In one of his first broadcast interviews after the result the hawkish Abe, of the winning Liberal Democratic Party (LDP), said Beijing had to make more effort to rub along well with Japan.

“Japan and China need to share the recognition that having good relations is in the national interests of both countries,” he said. “China lacks this recognition a little bit. I want them to think anew about mutually beneficial strategic relations.”

Tokyo and Beijing have been at loggerheads for decades over the sovereignty of a small chain of islands in the East China Sea.

The dispute flared up badly in September after Tokyo nationalised islands that it calls the Senkakus, but China knows as the Diaoyus. Protests erupted across China and Japanese businesses suffered boycotts or attacks.

Chinese boats have plied waters near the chain most days since, and on Thursday Beijing sent a plane to overfly them.

Japan scrambled fighter jets to head it off.

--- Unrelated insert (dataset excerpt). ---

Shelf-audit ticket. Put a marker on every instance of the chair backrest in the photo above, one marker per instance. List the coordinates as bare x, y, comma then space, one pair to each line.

“China is challenging the fact that (the islands) are Japan’s inherent territory,” said Abe. “Our objective is to stop the challenge. We don’t intend to worsen relations between Japan and China.”

Abe has pushed an agenda that includes upgrading the country’s “Self Defence Forces” to make them a full-scale military, and has spoken of wanting to revise Japan’s pacifist constitution.

He has pledged that he would not concede even “one millimetre” in the territorial row with China.

But analysts say at least some of this could be posturing.

They point to the pragmatism of his earlier 2006-2007 tenure as prime minister, when his opinions on controversial issues that could aggravate China were ambiguous or were just left unsaid.

As premier he stayed away from Yasukuni Shrine, which honours Japan’s war dead, including Class A war criminals, and is a running sore in Tokyo’s relations with its neighbours.

He also made China his first foreign destination.

Some commentators say in office he is unlikely to hew to the line he has pushed during the campaign and may try to prove he can work with China and South Korea, where distrust of Japan also remains.

Abe has blamed the centre-left Democratic Party of Japan (DPJ) for heightening tensions with China and allowing its ties with Washington to fray.

He said mending the relationship would be his top priority, and Washington would be his first port of call.

“We must rebuild the ties of the Japan-US alliance. The Japan-US alliance must come first,” he told private broadcaster Nippon TV.